Al cospetto di una materia così vasta non c'è persona che non faccia con noi la seguente riflessione: l'esperienza quotidiana ci insegna fin troppo bene quanto sia arduo per un autore trattare con profondità la scienza o l'arte che per tutta la vita egli ha reso oggetto di studio particolare; non bisogna dunque meravigliarsi che ci si incagli affrontando il progetto di trattare le scienze tutte e le arti tutte. Piuttosto, deve meravigliare che un uomo possa essere tanto ardito e tanto ottuso da tentarci da solo. Chi dichiara di sapere tutto dimostra solo di ignorare i limiti della mente umana. […]

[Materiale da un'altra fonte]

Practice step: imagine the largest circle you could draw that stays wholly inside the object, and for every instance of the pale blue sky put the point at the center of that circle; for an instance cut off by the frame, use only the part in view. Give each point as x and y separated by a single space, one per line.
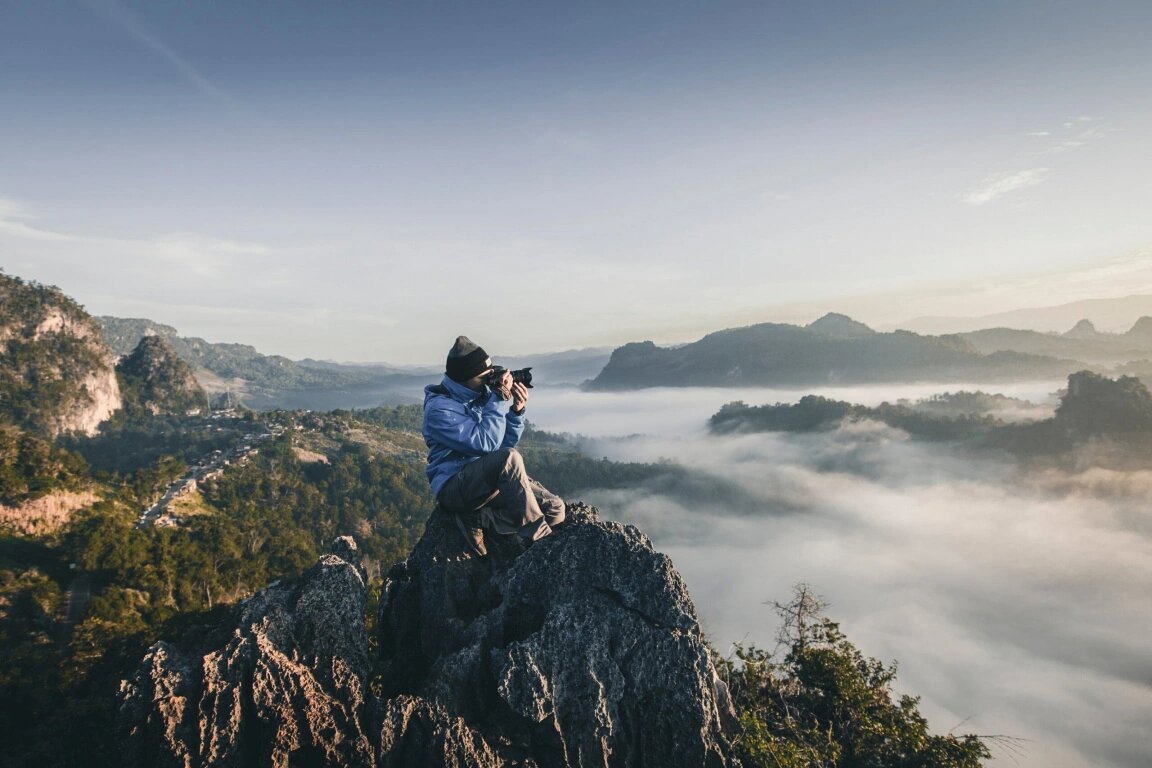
365 181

Tutte le materie dell'Encyclopédie possono essere fatte rientrare sotto tre titoli: le scienze, le arti liberali e le arti meccaniche. Inizieremo con ciò che riguarda le scienze e le arti liberali, e concluderemo con le arti meccaniche. Si è scritto molto sulle scienze. I trattati sulle arti liberali si sono moltiplicati oltre misura; la repubblica delle lettere ne è inondata.
Ma quanto pochi forniscono i veri princìpi! Quanti altri li soffocano in un turbinio di parole fino a smarrirli in oscurità artefatte! Quanti di sancita autorevolezza pongono un errore accanto a una verità screditandola, o accreditando grazie a essa l'errore! Sarebbe stato indubbiamente preferibile scrivere meno e scrivere meglio. […]

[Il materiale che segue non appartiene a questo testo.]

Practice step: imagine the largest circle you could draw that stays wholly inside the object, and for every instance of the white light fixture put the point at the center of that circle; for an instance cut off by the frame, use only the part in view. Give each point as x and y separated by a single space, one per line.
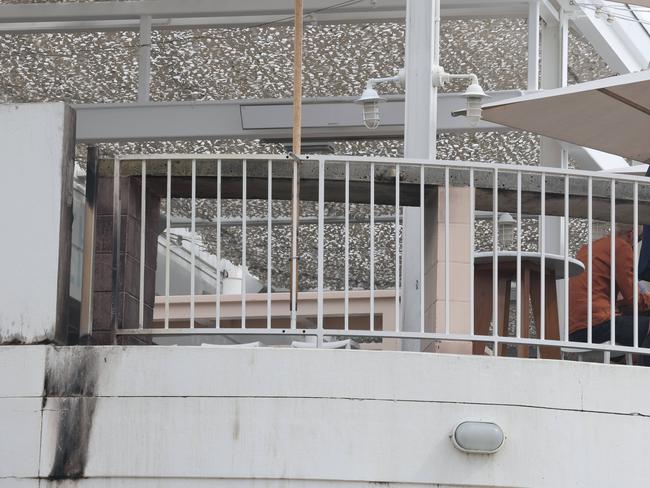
370 99
476 437
475 96
439 77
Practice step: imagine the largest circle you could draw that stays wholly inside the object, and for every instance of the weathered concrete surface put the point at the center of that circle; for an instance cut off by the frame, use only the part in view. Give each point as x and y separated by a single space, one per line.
37 152
192 416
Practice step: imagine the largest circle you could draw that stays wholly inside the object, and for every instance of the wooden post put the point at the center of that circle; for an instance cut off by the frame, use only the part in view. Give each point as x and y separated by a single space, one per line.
297 79
295 187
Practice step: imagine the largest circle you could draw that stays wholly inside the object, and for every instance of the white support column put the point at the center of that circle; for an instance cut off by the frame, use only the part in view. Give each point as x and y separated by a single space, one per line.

Le scienze e le belle arti non contribuiranno mai abbastanza a dare lustro con le loro produzioni al regno di un sovrano che le favorisce: quanto a noi, spettatori del loro progresso e loro storici, ci preoccuperemo soltanto di trasmetterle ai posteri. Che essi possano dire, aprendo il nostro dizionario: Tale era allora lo stato delle scienze e delle belle arti.
Che possano aggiungere le loro scoperte a quelle che noi abbiamo registrato, e che la storia dello spirito umano e dei suoi conseguimenti possa d'età in età procedere fino ai secoli più remoti. Che l'Encyclopédie diventi un santuario dove le conoscenze degli uomini stiano al riparo dei tempi e degli sconvolgimenti. Non sarà adularci troppo pensare di averne posto le fondamenta? Quale vantaggio sarebbe stato per i nostri avi e per noi se le opere degli antichi popoli, degli Egizi, dei Caldei, dei Greci, dei Romani, ecc., ci fossero state tramandate in un'opera enciclopedica che avesse nel contempo esposto i veri princìpi dei loro idiomi. Osiamo dire che se gli antichi avessero prodotto un'enciclopedia così come produssero tante opere grandiose, e che se quel manoscritto fosse stato il solo a salvarsi dei tanti della famosa biblioteca d'Alessandria, ci avrebbe consolato per la perdita degli altri.
D. Diderot, Prospectus dell'Encyclopédie o Dizionario Ragionato delle Scienze, delle Arti e dei Mestieri, traduzione dall’originale francese di Francesco Franconeri, “I quaderni di varia cultura”, 01, Fondazione Gianfranco Dioguardi, Modugno (BA) 2011, pp. 40-41, 43-44, 45, 48.